Con la mirada puesta en los comicios generales de otoño, las intervenciones por parte de ambos partidos fueron un continuo intercambio de descalificaciones, bastante pobre de argumentos y estilo dialéctico, en el que lo sustancial, la discusión de las cuentas públicas, quedó totalmente orillada. Entre el “estos Presupuestos forman parte del pasado, como usted, señor Rajoy” que le espetó el líder socialista, Pedro Sánchez, al “si usted llega al Gobierno, ¿sabe lo que va a cambiar?, se lo resumo: la recuperación”, con que le contestó el ministro de Hacienda, todo fueron reproches y promesas con tono mitinero. Cristóbal Montoro tampoco desaprovechó para subrayar “el carácter social” de los Presupuestos frente a los que proponen “utopías”, en una nueva alusión al posible pacto entre socialistas y Podemos para descabalgar a los populares si la aritmética lo permite.

Es cierto que el Gobierno está aprovechando el trámite de las cuentas públicas como arma electoralista

Es cierto que el Gobierno está aprovechando el trámite de las cuentas públicas como arma electoralista. Y ése es el mayor reproche que, como dijimos en su día, cabe hacerle por su decisión de sacar adelante ahora los Presupuestos, aun sabiendo que sufrirán inevitables modificaciones el próximo año condicionadas por las nuevas mayorías parlamentarias. Pero, una vez dado el paso -que por otra parte es también un ejercicio de responsabilidad para no dejar al país sin cuentas aprobadas en plena recuperación económica-, los números del Gobierno son, en líneas generales, realistas, aunque, eso sí, hipotecados al mantenimiento de la actual coyuntura macroeconómica y a que se cumpla la previsión de crecimiento del 3% del PIB.
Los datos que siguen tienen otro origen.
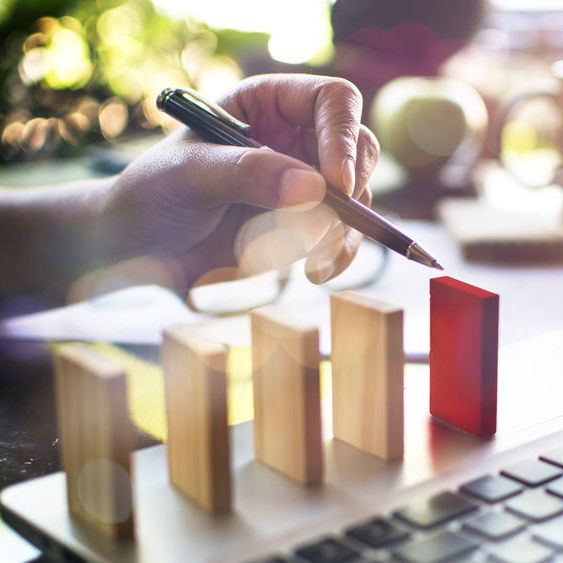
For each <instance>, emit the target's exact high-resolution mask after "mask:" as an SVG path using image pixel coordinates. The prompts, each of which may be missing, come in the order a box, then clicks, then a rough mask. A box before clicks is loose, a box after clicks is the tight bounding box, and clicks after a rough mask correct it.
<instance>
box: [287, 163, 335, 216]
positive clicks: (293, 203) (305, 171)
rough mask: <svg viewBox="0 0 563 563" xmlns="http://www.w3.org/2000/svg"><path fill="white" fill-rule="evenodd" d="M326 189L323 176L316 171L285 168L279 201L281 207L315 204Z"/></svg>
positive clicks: (319, 202)
mask: <svg viewBox="0 0 563 563" xmlns="http://www.w3.org/2000/svg"><path fill="white" fill-rule="evenodd" d="M325 191H326V183H325V180H324V178H323V177H322V176H321V175H320V174H318V173H317V172H310V171H308V170H298V169H295V168H292V169H290V170H286V171H285V172H284V173H283V175H282V178H281V186H280V197H279V203H280V206H281V207H290V206H295V205H301V204H304V203H312V204H313V205H317V204H318V203H320V202H321V201H322V200H323V198H324V196H325Z"/></svg>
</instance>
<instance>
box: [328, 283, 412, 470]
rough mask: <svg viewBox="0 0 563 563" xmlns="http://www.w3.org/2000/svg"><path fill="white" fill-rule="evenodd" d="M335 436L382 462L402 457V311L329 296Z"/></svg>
mask: <svg viewBox="0 0 563 563" xmlns="http://www.w3.org/2000/svg"><path fill="white" fill-rule="evenodd" d="M330 307H331V325H332V351H331V360H332V403H333V432H334V436H335V437H336V438H338V439H340V440H343V441H344V442H347V443H349V444H351V445H352V446H355V447H356V448H358V449H360V450H362V451H364V452H367V453H370V454H373V455H376V456H378V457H380V458H382V459H385V460H391V459H397V458H401V457H402V456H403V449H404V446H403V444H404V436H403V434H404V430H403V428H404V421H403V418H404V412H403V411H404V407H403V371H404V352H403V311H402V309H397V308H396V307H392V306H390V305H387V304H385V303H381V302H378V301H374V300H373V299H370V298H369V297H365V296H363V295H359V294H357V293H354V292H351V291H343V292H340V293H337V294H334V295H331V300H330Z"/></svg>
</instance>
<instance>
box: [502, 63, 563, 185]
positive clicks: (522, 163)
mask: <svg viewBox="0 0 563 563" xmlns="http://www.w3.org/2000/svg"><path fill="white" fill-rule="evenodd" d="M552 69H553V75H554V80H551V81H546V82H545V83H538V84H532V85H531V87H530V86H529V87H528V88H527V90H526V91H523V92H522V93H520V94H518V95H516V96H515V97H513V98H510V99H508V100H507V101H506V102H505V104H504V105H503V107H502V111H501V112H500V126H499V127H498V131H497V134H498V151H499V160H500V162H501V163H502V164H503V165H504V166H505V167H506V168H507V170H509V171H510V172H511V173H512V174H513V176H514V177H515V178H516V179H517V180H518V181H519V182H521V183H522V184H524V185H526V186H530V187H533V188H537V187H541V186H546V185H549V184H552V183H554V184H558V185H560V186H563V59H562V60H559V61H557V62H555V63H554V64H553V66H552Z"/></svg>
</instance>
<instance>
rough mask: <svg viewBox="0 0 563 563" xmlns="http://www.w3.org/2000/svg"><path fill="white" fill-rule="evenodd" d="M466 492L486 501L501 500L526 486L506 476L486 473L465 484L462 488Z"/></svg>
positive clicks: (499, 501)
mask: <svg viewBox="0 0 563 563" xmlns="http://www.w3.org/2000/svg"><path fill="white" fill-rule="evenodd" d="M459 489H460V491H463V492H464V493H466V494H469V495H472V496H474V497H477V498H479V499H481V500H484V501H485V502H491V503H492V502H500V501H501V500H505V499H507V498H510V497H513V496H514V495H517V494H518V493H520V492H522V491H523V489H524V487H523V486H522V485H519V484H518V483H515V482H514V481H512V480H511V479H507V478H506V477H500V476H496V475H495V476H493V475H485V476H484V477H479V479H475V480H474V481H470V482H469V483H465V484H463V485H462V486H461V487H460V488H459Z"/></svg>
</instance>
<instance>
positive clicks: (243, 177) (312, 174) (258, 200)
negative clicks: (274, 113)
mask: <svg viewBox="0 0 563 563" xmlns="http://www.w3.org/2000/svg"><path fill="white" fill-rule="evenodd" d="M192 147H193V145H192ZM189 174H190V179H191V181H190V184H191V185H192V186H193V189H194V190H195V191H196V192H197V193H198V194H199V195H200V196H201V197H202V198H205V199H206V200H207V201H209V202H213V203H230V202H236V203H246V204H250V205H256V206H259V207H265V208H268V209H274V208H278V207H290V206H296V205H302V204H310V205H311V206H314V205H316V204H318V203H320V202H321V201H322V200H323V198H324V195H325V190H326V182H325V180H324V178H323V177H322V176H321V174H319V173H318V172H317V171H316V170H315V169H314V168H312V167H311V166H309V165H307V164H305V163H304V162H302V161H300V160H298V159H295V158H293V157H290V156H288V155H285V154H282V153H278V152H275V151H273V150H271V149H269V148H267V147H263V148H259V149H255V148H247V147H232V146H225V145H215V144H211V143H198V146H197V158H193V156H192V158H190V159H189ZM307 207H309V205H307Z"/></svg>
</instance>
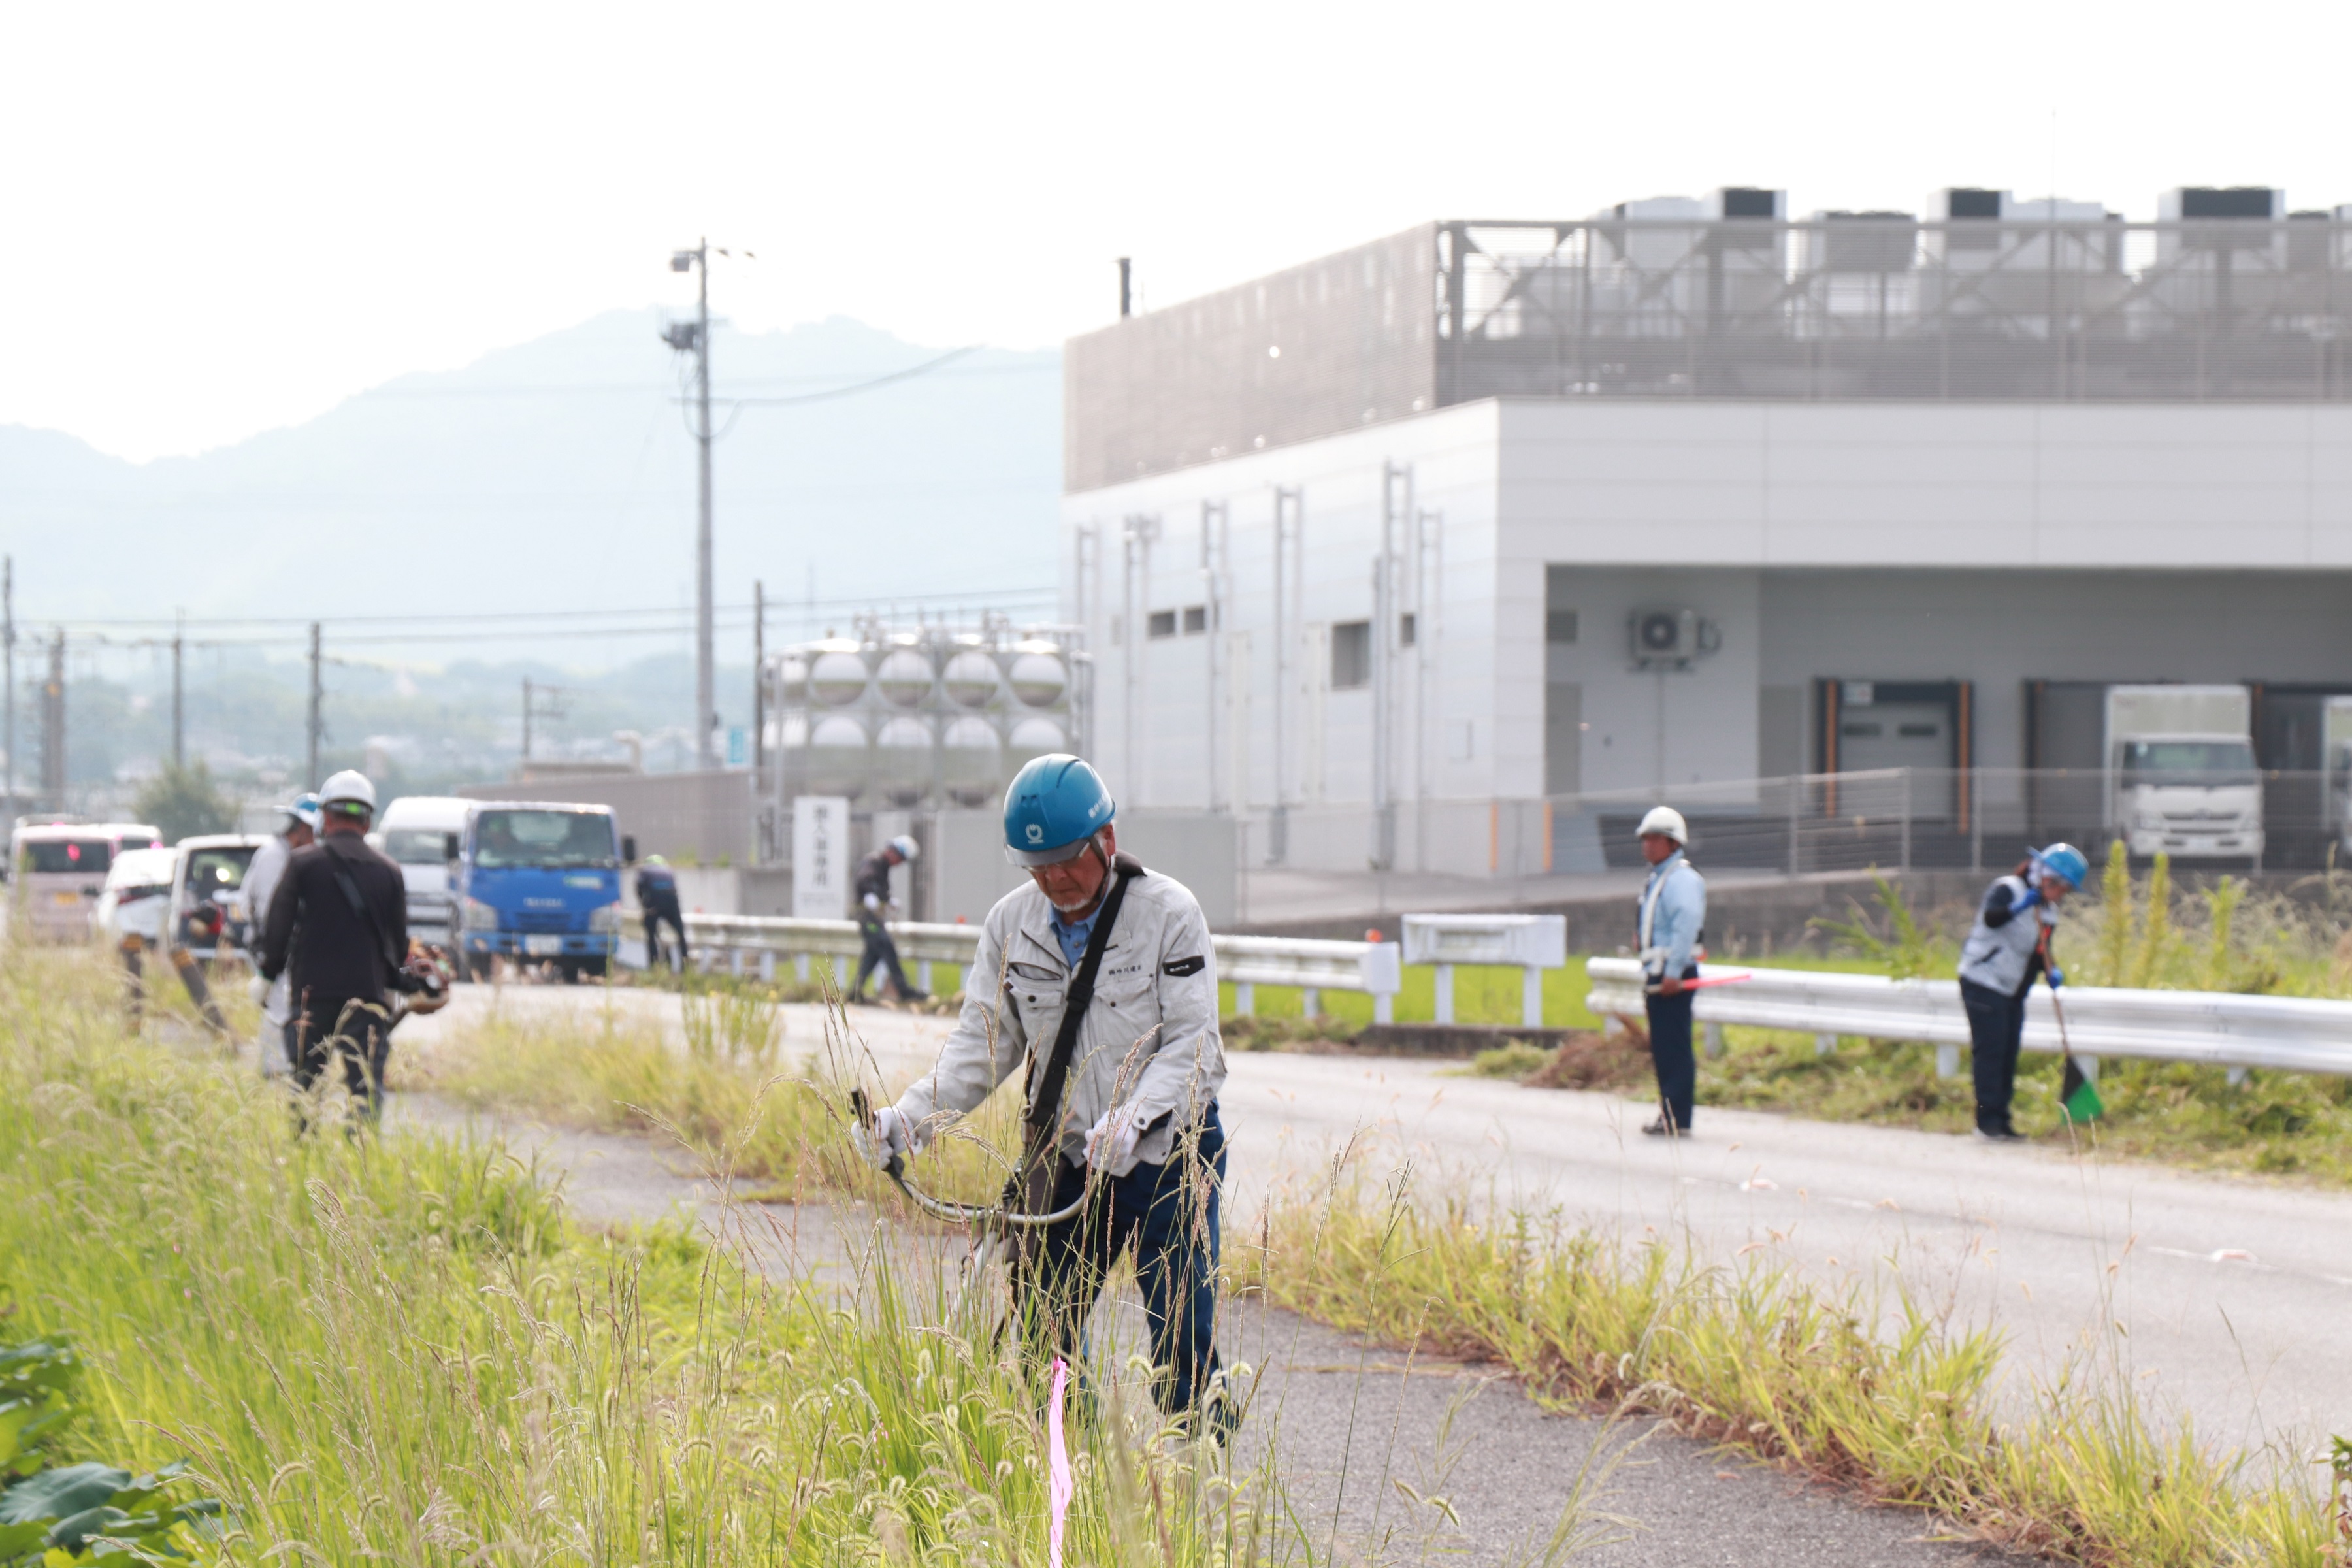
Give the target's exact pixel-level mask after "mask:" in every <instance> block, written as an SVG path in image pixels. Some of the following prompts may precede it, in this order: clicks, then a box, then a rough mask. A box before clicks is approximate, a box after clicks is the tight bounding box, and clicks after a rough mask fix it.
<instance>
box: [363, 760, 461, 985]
mask: <svg viewBox="0 0 2352 1568" xmlns="http://www.w3.org/2000/svg"><path fill="white" fill-rule="evenodd" d="M473 804H475V802H470V799H459V797H454V795H402V797H400V799H395V802H393V804H388V806H386V809H383V816H381V818H379V820H376V832H374V837H376V839H379V844H376V849H381V851H383V853H386V856H388V858H390V860H393V865H397V867H400V882H402V884H405V889H407V896H409V936H414V938H416V940H419V943H433V945H437V947H449V945H452V940H449V938H454V936H456V917H454V912H452V900H454V898H456V863H459V858H461V856H463V849H461V846H463V839H466V818H468V813H470V811H473Z"/></svg>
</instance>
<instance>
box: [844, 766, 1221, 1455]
mask: <svg viewBox="0 0 2352 1568" xmlns="http://www.w3.org/2000/svg"><path fill="white" fill-rule="evenodd" d="M1115 813H1117V804H1115V802H1112V799H1110V790H1108V788H1105V783H1103V776H1101V773H1096V771H1094V766H1089V764H1087V762H1082V759H1080V757H1073V755H1068V752H1051V755H1047V757H1033V759H1030V762H1028V764H1023V766H1021V771H1018V773H1016V776H1014V783H1011V785H1009V788H1007V790H1004V856H1007V858H1009V860H1011V863H1014V865H1021V867H1023V870H1025V872H1028V877H1030V879H1028V882H1025V884H1021V886H1018V889H1014V891H1011V893H1007V896H1004V898H1000V900H997V905H995V907H993V910H990V912H988V919H985V922H983V924H981V943H978V950H976V952H974V961H971V969H969V971H967V978H964V1011H962V1016H960V1018H957V1023H955V1030H953V1032H950V1034H948V1039H946V1044H943V1046H941V1051H938V1065H936V1067H934V1070H931V1072H929V1074H924V1077H920V1079H915V1081H913V1084H910V1086H908V1091H906V1093H903V1095H898V1103H896V1105H889V1107H884V1110H882V1112H877V1114H875V1119H873V1126H870V1128H861V1131H858V1140H861V1145H863V1147H866V1154H868V1159H873V1161H875V1164H877V1166H887V1164H889V1161H891V1159H903V1157H910V1154H917V1152H922V1147H924V1145H927V1143H929V1140H931V1138H934V1135H938V1131H941V1128H946V1126H948V1124H953V1121H955V1119H957V1117H964V1114H969V1112H974V1110H978V1107H981V1103H983V1100H988V1095H990V1093H993V1091H995V1088H997V1084H1002V1081H1004V1079H1007V1077H1011V1074H1014V1072H1018V1074H1021V1081H1023V1088H1025V1112H1023V1119H1021V1121H1023V1150H1021V1168H1018V1173H1016V1175H1014V1180H1011V1185H1009V1187H1007V1199H1009V1201H1016V1204H1018V1208H1021V1211H1023V1213H1033V1215H1035V1213H1070V1218H1065V1220H1061V1222H1056V1225H1047V1227H1040V1229H1037V1232H1025V1239H1021V1241H1018V1251H1016V1255H1014V1269H1011V1288H1014V1305H1016V1312H1018V1321H1021V1338H1023V1342H1025V1347H1028V1356H1030V1368H1033V1373H1035V1375H1037V1378H1040V1380H1042V1378H1047V1375H1049V1371H1047V1368H1049V1366H1051V1361H1054V1356H1061V1359H1065V1361H1073V1363H1084V1328H1087V1316H1089V1314H1091V1312H1094V1302H1096V1298H1098V1295H1101V1293H1103V1288H1105V1286H1108V1281H1110V1274H1112V1267H1115V1265H1117V1262H1120V1260H1122V1258H1134V1269H1136V1288H1138V1291H1141V1295H1143V1321H1145V1349H1148V1354H1150V1363H1152V1382H1150V1392H1152V1399H1155V1403H1157V1406H1160V1408H1162V1413H1167V1415H1169V1418H1171V1425H1174V1427H1178V1429H1183V1432H1190V1434H1195V1436H1207V1439H1214V1441H1223V1439H1225V1436H1228V1432H1230V1429H1232V1425H1235V1420H1237V1418H1240V1410H1237V1408H1235V1403H1232V1399H1230V1394H1228V1389H1225V1373H1223V1363H1221V1361H1218V1352H1216V1293H1218V1246H1221V1237H1223V1232H1221V1225H1223V1222H1221V1197H1218V1194H1221V1190H1223V1180H1225V1126H1223V1121H1221V1119H1218V1103H1216V1095H1218V1091H1221V1088H1223V1084H1225V1046H1223V1037H1221V1034H1218V1011H1216V997H1218V992H1216V950H1214V947H1211V943H1209V922H1207V917H1202V912H1200V903H1197V900H1195V898H1192V893H1190V889H1185V886H1183V884H1181V882H1176V879H1174V877H1162V875H1157V872H1150V870H1145V867H1143V865H1138V863H1136V860H1134V856H1124V853H1120V835H1117V827H1115V825H1112V816H1115ZM1082 1387H1084V1382H1082Z"/></svg>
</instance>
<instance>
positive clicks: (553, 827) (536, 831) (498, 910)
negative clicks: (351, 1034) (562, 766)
mask: <svg viewBox="0 0 2352 1568" xmlns="http://www.w3.org/2000/svg"><path fill="white" fill-rule="evenodd" d="M628 858H630V856H628V844H626V842H623V839H621V830H619V825H616V823H614V816H612V806H572V804H555V802H503V799H485V802H475V804H473V806H470V809H468V811H466V830H463V835H459V846H456V865H454V872H456V875H454V884H456V900H454V903H456V926H459V952H463V959H466V976H468V978H473V980H487V978H489V971H492V964H494V961H496V959H501V957H506V959H513V961H517V964H532V966H536V964H555V969H557V971H560V973H562V978H564V980H574V983H576V980H579V978H581V976H602V973H604V971H607V969H609V966H612V959H614V952H616V950H619V945H621V863H623V860H628Z"/></svg>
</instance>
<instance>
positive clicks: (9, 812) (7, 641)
mask: <svg viewBox="0 0 2352 1568" xmlns="http://www.w3.org/2000/svg"><path fill="white" fill-rule="evenodd" d="M0 628H5V630H0V644H5V646H7V809H9V816H14V813H16V557H14V555H5V557H0Z"/></svg>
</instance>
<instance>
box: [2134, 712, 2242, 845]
mask: <svg viewBox="0 0 2352 1568" xmlns="http://www.w3.org/2000/svg"><path fill="white" fill-rule="evenodd" d="M2114 788H2117V816H2119V818H2122V823H2124V844H2126V846H2129V849H2131V853H2136V856H2154V853H2157V851H2164V853H2166V856H2173V858H2206V856H2225V858H2239V856H2249V858H2251V856H2260V853H2263V773H2260V769H2256V764H2253V741H2249V738H2246V736H2227V733H2209V736H2133V738H2131V741H2124V743H2122V745H2119V748H2117V771H2114Z"/></svg>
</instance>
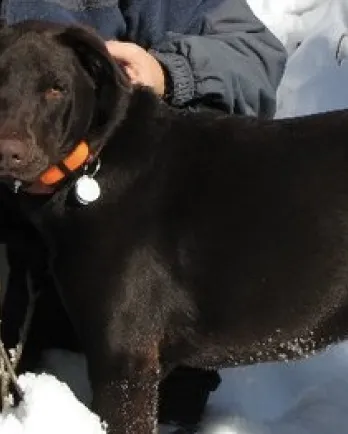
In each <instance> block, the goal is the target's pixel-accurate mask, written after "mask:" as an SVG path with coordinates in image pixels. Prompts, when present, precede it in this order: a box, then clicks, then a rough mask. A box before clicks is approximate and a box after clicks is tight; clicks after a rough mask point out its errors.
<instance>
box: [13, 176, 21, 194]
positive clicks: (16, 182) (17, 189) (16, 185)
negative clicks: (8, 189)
mask: <svg viewBox="0 0 348 434" xmlns="http://www.w3.org/2000/svg"><path fill="white" fill-rule="evenodd" d="M21 186H22V181H20V180H19V179H16V180H15V181H14V183H13V192H14V193H15V194H17V193H18V191H19V189H20V188H21Z"/></svg>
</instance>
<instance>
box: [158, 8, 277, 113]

Todas las formaciones siguen cayendo en la frívola irresponsabilidad de usar este tema con fines electoralistas.

Sin embargo, en lo que no debería haber caído ayer Montoro es en agitar el tema de las pensiones en un debate así. Todas las formaciones siguen cayendo en la frívola irresponsabilidad de usar este tema con fines electoralistas, cuando es uno de los asuntos verdaderamente de Estado que sólo deben abordarse en el marco del Pacto de Toledo, con un amplio consenso como corresponde a la enorme sensibilidad social que despierta. Montoro, tras defender que, si gana el PP, las pensiones estarán garantizadas -lo que conlleva la manida amenaza de que con los demás no se sabe-, dijo que en la próxima legislatura deben buscarse nuevas fuentes de financiación de la Seguridad Social. Sus palabras estaban en línea de lo declarado la semana pasada por el secretario de Estado del ramo, Tomás Burgos, quien abogó porque, por ejemplo, pensiones de viudedad y orfandad se paguen con impuestos y no con cotizaciones sociales.

Insistiendo en que no resulta oportuno abrir el debate de las pensiones en precampaña, los principales partidos sí están obligados a entrar en el fondo del asunto antes que después. Porque nuestro sistema actual es inviable a largo plazo. Hoy hay más de nueve millones de pensionistas en España y 17 millones de afiliados a la Seguridad Social, lo que supone casi un perceptor por cada dos trabajadores. Si a ello se suma la previsión del envejecimiento de la población en las próximas décadas, es obvio el problema. Además, para poder hacer frente a las pagas extra, la Seguridad Social recurre desde 2012 al Fondo de Reserva, del que el Gobierno de Rajoy ha gastado estos años más de 39.000 millones.

Está claro que es imprescindible buscar fuentes de financiación adicionales y, probablemente, aumentar los incentivos fiscales a quienes suscriban planes privados, entre otras fórmulas. Porque a medio plazo el sistema público de pensiones será uno de los mayores desafíos a los que se enfrenten los gobiernos en nuestro país.